Since the total angular momentum was measured at t = 0, the system is in an eigenstate of the hamiltonian and, thus, the time evolution should not affect the probabilities at time t, so I can just look at [tex]|\psi (0)\rangle[/tex].
For 0 total angular momentum at t=0, it seems [tex]|\psi(0)\rangle=|0, 0\rangle[/tex] in the basis [tex]|j, m_j\rangle[/tex].
Now I run into a couple of problems.
(1) How can total angular momentum J = 0? If J = J1 + J2, then J1 + J2 = 0. It is my understanding that J1,J2 >=0 in general because J1 = L1 + S1 or abs(L1 - S1) (where L1 is the orbital angular momentum and S1 is the spin angular momentum, both of which are magnitudes i.e. > 0) and similarly for J2, so it must be that J1 = J2 = 0. For this problem, however, even if L1 = L2 = 0, it would be the case that J1 = J2 = 1/2 and thus J = 1. Is my understanding here totally flawed?
(2) Change of basis.

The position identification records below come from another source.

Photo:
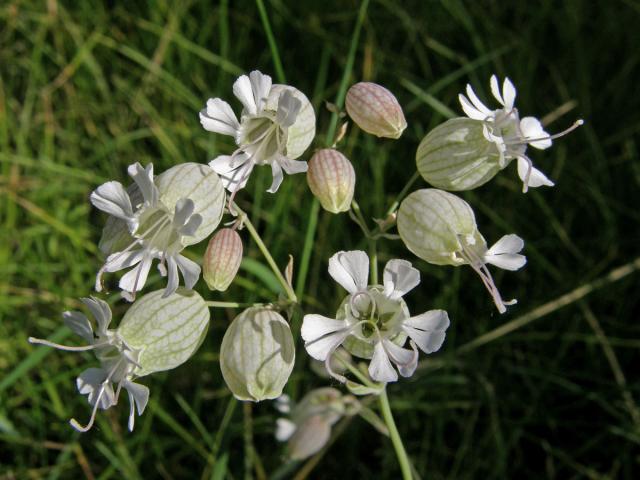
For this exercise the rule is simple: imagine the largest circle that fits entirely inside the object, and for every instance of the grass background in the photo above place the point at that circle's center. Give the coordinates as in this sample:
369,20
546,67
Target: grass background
548,390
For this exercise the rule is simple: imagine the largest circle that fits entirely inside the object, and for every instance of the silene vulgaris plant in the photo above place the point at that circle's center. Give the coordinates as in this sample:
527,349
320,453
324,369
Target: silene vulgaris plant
357,346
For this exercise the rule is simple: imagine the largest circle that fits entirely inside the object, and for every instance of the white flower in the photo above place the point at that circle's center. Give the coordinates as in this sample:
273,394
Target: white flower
276,126
155,334
509,132
374,321
118,363
440,227
503,254
161,218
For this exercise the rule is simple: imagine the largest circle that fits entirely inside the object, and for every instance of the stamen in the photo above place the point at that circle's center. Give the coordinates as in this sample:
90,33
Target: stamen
74,423
354,309
159,224
327,360
480,268
40,341
527,177
525,140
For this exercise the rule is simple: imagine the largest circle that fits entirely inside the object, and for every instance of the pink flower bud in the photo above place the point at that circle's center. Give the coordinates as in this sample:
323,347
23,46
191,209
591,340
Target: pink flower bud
222,259
332,180
375,110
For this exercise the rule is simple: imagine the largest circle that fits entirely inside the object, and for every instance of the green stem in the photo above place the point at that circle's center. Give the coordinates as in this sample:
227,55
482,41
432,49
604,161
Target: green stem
267,255
308,247
401,453
213,304
373,258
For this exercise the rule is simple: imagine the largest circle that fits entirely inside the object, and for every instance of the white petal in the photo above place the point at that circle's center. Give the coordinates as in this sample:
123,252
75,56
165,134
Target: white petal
536,177
139,393
190,270
509,93
260,86
172,276
532,128
283,403
292,166
405,360
288,109
481,107
138,397
507,244
218,117
380,368
399,278
121,260
470,110
504,253
79,324
191,227
276,171
322,335
495,89
427,329
284,429
112,198
90,383
321,347
350,269
233,170
243,91
507,261
144,180
100,311
134,280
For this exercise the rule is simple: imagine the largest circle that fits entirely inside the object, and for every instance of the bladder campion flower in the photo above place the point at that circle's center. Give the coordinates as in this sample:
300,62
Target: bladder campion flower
464,153
307,427
222,259
156,219
373,321
276,126
375,110
257,355
440,227
332,179
157,333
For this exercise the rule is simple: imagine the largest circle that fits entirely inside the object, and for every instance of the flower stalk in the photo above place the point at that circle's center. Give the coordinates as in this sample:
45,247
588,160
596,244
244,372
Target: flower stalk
401,453
243,217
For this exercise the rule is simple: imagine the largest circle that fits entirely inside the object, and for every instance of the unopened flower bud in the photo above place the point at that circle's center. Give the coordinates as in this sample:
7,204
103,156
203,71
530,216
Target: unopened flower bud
375,110
456,156
257,355
332,180
222,259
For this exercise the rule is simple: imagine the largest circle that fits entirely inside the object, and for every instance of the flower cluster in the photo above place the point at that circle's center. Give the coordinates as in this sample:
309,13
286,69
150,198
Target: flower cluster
156,217
276,126
373,322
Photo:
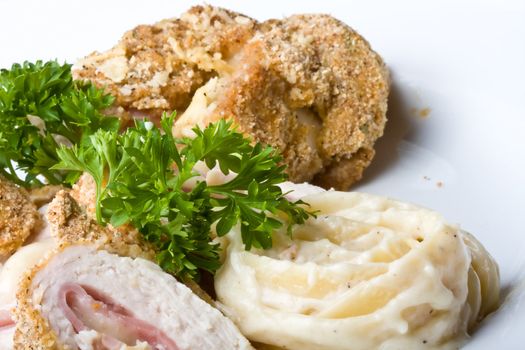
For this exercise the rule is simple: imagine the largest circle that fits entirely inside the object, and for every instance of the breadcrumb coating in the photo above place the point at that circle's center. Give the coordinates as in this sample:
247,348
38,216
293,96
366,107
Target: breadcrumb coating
18,217
158,67
32,330
71,224
308,85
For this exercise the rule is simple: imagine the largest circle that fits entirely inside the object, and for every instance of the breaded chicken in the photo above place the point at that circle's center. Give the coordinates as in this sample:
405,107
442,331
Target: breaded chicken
156,68
18,217
71,224
308,85
84,298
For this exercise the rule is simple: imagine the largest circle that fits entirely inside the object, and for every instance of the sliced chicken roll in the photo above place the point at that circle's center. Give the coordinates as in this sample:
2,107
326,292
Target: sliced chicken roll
84,298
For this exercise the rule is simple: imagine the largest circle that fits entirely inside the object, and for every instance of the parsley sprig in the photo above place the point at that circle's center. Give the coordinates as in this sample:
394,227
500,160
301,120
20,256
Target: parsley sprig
40,107
140,176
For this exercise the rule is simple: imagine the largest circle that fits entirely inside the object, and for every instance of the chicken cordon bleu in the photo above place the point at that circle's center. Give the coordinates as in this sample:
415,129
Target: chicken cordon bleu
84,298
18,217
308,85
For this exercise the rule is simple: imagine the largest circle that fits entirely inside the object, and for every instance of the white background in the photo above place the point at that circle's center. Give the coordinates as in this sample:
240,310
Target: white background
465,61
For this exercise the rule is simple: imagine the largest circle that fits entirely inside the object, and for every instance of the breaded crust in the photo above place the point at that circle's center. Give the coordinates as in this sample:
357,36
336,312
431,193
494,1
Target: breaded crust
18,217
156,68
71,224
32,330
312,87
308,85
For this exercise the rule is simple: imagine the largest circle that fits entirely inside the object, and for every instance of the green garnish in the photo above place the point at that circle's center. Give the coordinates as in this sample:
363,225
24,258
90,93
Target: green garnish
52,129
40,107
140,176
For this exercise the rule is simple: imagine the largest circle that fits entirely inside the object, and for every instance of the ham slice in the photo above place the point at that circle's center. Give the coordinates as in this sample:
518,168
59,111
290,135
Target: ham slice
98,312
85,298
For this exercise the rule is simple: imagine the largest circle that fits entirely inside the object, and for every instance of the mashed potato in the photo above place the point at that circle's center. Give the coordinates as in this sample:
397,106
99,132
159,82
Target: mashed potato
367,273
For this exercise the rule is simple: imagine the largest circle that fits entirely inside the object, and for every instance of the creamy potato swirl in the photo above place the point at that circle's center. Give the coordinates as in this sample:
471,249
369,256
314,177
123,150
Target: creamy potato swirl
367,273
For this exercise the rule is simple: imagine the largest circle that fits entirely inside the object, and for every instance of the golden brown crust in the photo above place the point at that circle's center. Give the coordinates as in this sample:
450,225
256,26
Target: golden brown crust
308,85
158,67
44,195
70,224
18,217
32,329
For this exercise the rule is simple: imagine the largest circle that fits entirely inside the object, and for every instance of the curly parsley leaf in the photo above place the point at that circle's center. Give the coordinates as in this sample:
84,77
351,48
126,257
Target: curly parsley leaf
41,107
141,176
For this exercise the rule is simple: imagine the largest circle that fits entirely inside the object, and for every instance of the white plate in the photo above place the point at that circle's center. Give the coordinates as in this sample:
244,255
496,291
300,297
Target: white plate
462,62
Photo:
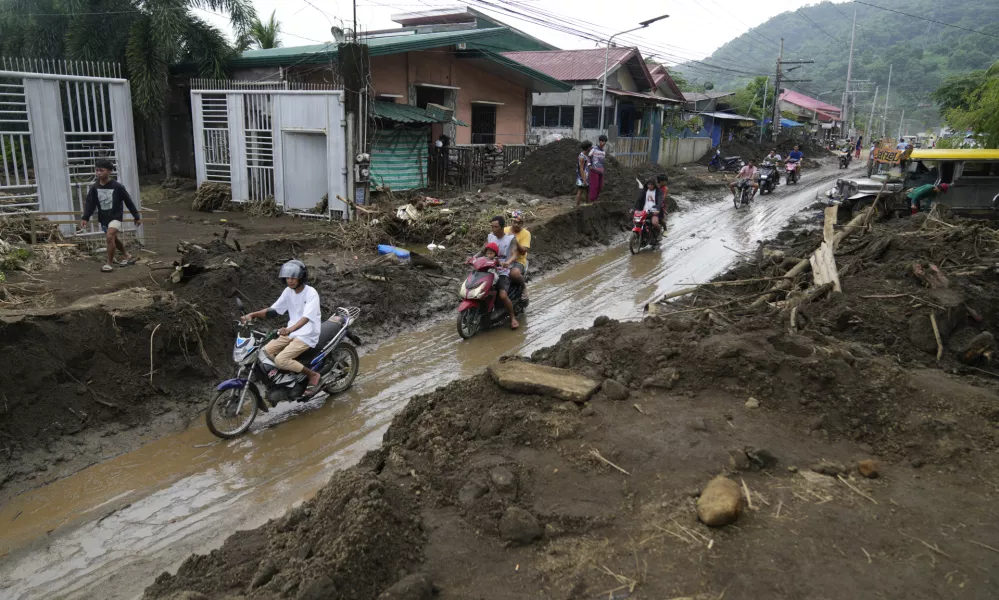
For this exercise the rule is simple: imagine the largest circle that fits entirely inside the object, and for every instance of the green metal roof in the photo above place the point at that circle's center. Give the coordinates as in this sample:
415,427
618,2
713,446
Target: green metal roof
377,46
407,113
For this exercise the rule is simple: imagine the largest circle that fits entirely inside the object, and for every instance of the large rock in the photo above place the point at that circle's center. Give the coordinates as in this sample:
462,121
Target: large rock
615,390
527,378
418,586
519,526
720,502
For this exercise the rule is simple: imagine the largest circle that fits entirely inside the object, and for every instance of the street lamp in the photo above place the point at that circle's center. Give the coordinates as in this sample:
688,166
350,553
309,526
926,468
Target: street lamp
603,97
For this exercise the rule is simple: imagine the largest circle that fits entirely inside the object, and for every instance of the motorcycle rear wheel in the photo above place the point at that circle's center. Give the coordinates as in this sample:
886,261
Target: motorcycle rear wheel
469,322
227,426
635,242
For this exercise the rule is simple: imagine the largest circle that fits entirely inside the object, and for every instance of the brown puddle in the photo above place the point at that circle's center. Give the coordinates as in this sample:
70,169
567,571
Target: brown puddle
140,513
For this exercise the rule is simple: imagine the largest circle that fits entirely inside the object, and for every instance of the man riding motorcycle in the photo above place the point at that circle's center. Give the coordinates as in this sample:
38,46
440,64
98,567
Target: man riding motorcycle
301,303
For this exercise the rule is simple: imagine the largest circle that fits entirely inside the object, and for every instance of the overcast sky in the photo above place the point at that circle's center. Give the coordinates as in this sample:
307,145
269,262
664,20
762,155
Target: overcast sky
694,29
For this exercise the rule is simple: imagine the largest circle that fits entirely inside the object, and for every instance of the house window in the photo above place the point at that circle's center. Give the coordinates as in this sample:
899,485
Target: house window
483,124
552,116
591,117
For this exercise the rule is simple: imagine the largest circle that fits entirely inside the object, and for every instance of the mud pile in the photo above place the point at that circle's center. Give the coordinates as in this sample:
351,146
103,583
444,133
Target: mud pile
519,493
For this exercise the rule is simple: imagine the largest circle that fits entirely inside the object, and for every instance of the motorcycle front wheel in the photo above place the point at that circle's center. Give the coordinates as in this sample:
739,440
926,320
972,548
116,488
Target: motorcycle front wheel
221,416
343,366
469,322
635,242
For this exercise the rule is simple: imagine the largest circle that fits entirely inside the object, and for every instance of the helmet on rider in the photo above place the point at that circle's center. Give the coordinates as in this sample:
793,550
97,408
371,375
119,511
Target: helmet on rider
294,269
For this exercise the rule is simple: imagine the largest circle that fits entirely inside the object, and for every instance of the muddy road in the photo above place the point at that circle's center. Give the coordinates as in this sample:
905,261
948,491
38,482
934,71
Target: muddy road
113,527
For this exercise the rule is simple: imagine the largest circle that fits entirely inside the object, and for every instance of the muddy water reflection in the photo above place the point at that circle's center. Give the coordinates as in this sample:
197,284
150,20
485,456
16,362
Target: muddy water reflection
121,522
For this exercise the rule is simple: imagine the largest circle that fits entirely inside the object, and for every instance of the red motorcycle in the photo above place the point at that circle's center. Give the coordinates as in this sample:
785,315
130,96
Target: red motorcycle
643,234
480,306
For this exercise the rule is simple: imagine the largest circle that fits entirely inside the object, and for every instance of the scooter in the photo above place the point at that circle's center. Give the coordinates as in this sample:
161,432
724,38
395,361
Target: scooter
769,179
729,163
236,402
792,169
643,235
480,306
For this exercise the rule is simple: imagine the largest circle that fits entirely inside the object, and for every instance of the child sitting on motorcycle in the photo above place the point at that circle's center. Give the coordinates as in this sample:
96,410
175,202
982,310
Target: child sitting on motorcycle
650,200
301,303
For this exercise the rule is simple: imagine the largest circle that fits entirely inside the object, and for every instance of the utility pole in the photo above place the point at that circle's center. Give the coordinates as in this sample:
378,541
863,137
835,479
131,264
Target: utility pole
849,73
884,119
775,120
870,124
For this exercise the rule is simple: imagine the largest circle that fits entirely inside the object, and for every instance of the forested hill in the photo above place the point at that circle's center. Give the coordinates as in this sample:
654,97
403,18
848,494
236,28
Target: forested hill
923,53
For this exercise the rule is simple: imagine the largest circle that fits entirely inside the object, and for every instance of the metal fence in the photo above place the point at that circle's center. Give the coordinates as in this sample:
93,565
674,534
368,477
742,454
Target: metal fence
467,166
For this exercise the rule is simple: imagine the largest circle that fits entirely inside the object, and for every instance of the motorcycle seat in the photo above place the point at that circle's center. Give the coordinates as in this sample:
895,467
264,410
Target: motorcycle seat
326,333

I'm guessing I want to use a basis [tex]|j_1 m_1, j_2 m_2\rangle[/tex] where j1, j2 are the total angular momenta and m1, m2 are the z-component of angular momentum for particles 1 and 2, respectively. My professor gave us a table of Clebsch-Gordan coefficients for just such an occasion, but in this case I am not exactly sure how to apply it. I guess my problem is that I don't know how to find j1, j2 to be able to use the correct entry of my table. This stems, at least partly, from my first problem with the total J = 0.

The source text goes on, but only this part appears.